China was an ideal place to study crowdturfing, according to Zhao, because it boasts the world’s largest Internet population (more than 485 million users) and a moderately low per-capita income (approx. $3,200 per year.) Large crowdturfing sites like Zhubajie.com and Sandaha.com connect Chinese PR and marketing firms to a population willing to receive low pay for crowd-sourced labor.  Zhao likened these crowdturfing sites, which give companies instant access to thousands of global workers, to the structure of U.S. job marketplace sites such as Amazon Mechanical Turk. The massive pool of crowdturfers then posts fake comments spreading false rumors and advertisements, as what the Chinese have taken to calling the “Shui Jun,” or Water Army.

“All data points to the fact that these sites and tactics are growing exponentially,” said Zhao, and not just in China. “We’re already coming to a point where in every instance of product reviews, we ask ourselves what proportion of the data is fake.”

Zhao and his colleagues break crowdturfing down into how its structure works. Customers—the companies who initiate the campaign—hire agents, the intermediary marketing or PR companies to plan and manage the campaign, and distribute funds to Internet users known as workers, who post the false information.

A global crowd
When asked about Samsung’s strategies in particular, Zhao admitted that industry-specific instances, like those involving Samsung crowdturfing on StackOverflow, are quite hard to come by, because PR firms tend to be more careful about the content users are looking for. “It’s difficult to come by evidence unless someone tells you,” he said.

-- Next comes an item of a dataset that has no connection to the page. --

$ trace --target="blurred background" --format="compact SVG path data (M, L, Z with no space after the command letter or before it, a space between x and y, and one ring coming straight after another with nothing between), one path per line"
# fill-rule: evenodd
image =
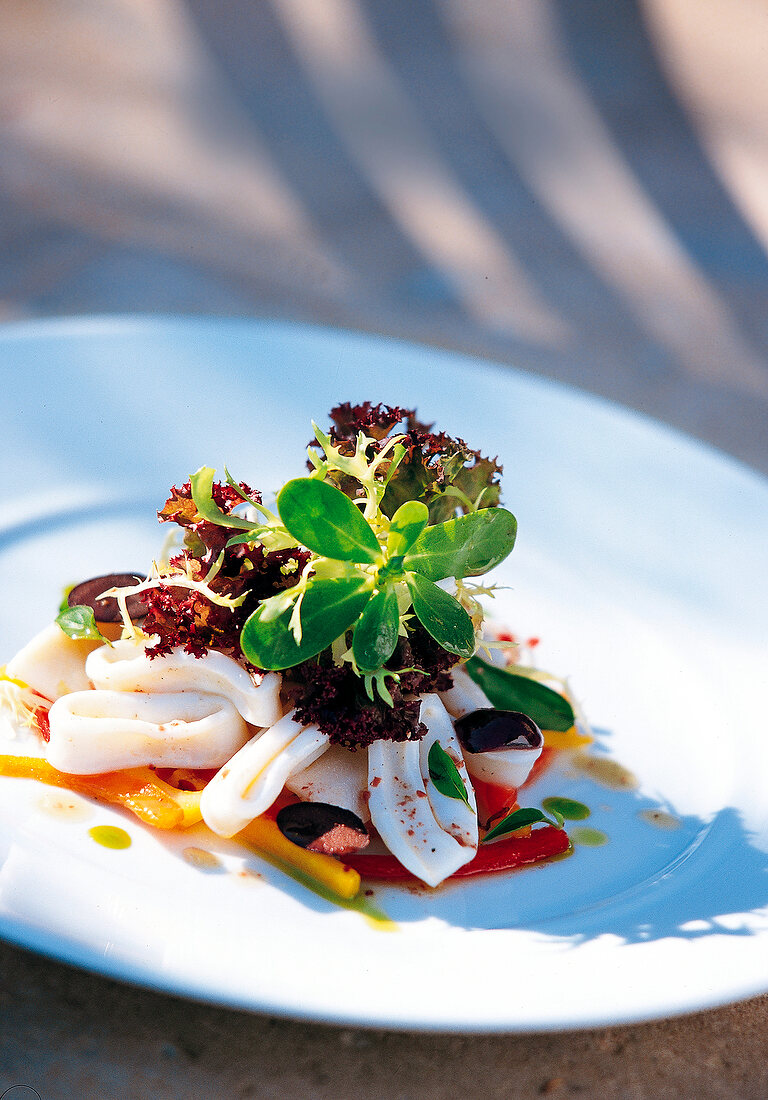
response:
M764 0L4 0L0 317L477 352L768 471Z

In Samsung’s case, Fllu’s efforts were clumsy and Android developer Delyan Kratunov turned down their offer, instead publicizing the entire exchange on his blog. Aside from admissions like Kratunov’s, detection efforts are general techniques at best, easier to identify fake product reviews on larger sites such as Amazon and Yelp.

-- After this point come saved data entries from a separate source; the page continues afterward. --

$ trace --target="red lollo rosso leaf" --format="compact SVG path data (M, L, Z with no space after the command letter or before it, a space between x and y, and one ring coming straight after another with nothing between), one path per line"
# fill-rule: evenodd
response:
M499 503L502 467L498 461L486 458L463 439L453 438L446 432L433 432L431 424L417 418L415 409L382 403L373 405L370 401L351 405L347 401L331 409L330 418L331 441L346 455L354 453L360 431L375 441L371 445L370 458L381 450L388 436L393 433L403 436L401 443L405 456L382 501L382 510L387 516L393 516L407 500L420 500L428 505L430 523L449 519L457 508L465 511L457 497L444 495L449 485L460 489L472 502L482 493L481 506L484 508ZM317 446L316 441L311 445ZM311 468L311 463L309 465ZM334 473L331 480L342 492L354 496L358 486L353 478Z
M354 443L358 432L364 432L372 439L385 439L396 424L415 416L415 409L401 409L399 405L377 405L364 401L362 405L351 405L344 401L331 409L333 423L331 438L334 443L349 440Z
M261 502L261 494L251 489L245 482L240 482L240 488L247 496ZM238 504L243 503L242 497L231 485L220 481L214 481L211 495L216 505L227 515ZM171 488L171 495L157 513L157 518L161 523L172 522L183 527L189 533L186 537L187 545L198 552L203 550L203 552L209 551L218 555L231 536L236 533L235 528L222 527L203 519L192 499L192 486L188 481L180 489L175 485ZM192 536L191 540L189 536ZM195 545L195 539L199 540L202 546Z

According to Zhao, the best way is to follow pay-cycles and content spikes, looking for suspicious bursts in comments and reviews lining up with when workers are paid. Zhao’s research was based in China, but he already recognizes telltale signs of crowdturfing in the U.S. and other parts of the world, Samsung being the latest example.

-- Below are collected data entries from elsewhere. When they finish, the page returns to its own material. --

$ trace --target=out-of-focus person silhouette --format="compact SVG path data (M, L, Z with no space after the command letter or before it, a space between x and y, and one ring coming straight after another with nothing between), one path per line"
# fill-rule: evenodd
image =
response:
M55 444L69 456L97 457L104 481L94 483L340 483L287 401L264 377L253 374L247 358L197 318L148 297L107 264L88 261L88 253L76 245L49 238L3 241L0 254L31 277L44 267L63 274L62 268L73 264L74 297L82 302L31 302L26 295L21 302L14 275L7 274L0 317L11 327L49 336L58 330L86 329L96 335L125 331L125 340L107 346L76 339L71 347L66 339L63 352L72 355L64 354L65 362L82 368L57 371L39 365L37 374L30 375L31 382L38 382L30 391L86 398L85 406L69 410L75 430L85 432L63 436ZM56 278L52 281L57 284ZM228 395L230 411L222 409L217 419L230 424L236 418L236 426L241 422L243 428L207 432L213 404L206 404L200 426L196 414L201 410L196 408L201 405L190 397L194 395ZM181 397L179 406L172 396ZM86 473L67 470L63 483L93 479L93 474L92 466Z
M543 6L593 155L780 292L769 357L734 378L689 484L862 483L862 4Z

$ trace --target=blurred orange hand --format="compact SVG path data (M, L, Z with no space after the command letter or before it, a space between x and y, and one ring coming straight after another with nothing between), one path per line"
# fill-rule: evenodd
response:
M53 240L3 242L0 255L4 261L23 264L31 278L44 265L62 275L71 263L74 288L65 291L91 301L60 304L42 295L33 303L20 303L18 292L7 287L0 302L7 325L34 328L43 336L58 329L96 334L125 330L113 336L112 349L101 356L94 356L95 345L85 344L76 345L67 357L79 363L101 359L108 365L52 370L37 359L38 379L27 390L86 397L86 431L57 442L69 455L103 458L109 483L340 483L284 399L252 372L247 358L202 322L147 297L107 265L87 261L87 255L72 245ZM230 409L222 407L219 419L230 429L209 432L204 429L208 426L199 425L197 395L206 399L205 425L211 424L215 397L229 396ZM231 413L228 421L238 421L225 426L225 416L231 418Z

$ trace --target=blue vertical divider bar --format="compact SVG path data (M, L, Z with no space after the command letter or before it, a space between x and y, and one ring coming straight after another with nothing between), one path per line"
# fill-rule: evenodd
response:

In the research paper’s conclusion, Zhao and his colleagues warn just how widespread and pervasive crowdturfing is. They write, “Our survey of crowdturfing sites in the U.S. and elsewhere demonstrates the global nature of this problem. Unscrupulous crowd-sourcing sites, coupled with international payment systems, have enabled a burgeoning crowdturfing market that targets U.S. websites, fueled by a global workforce.”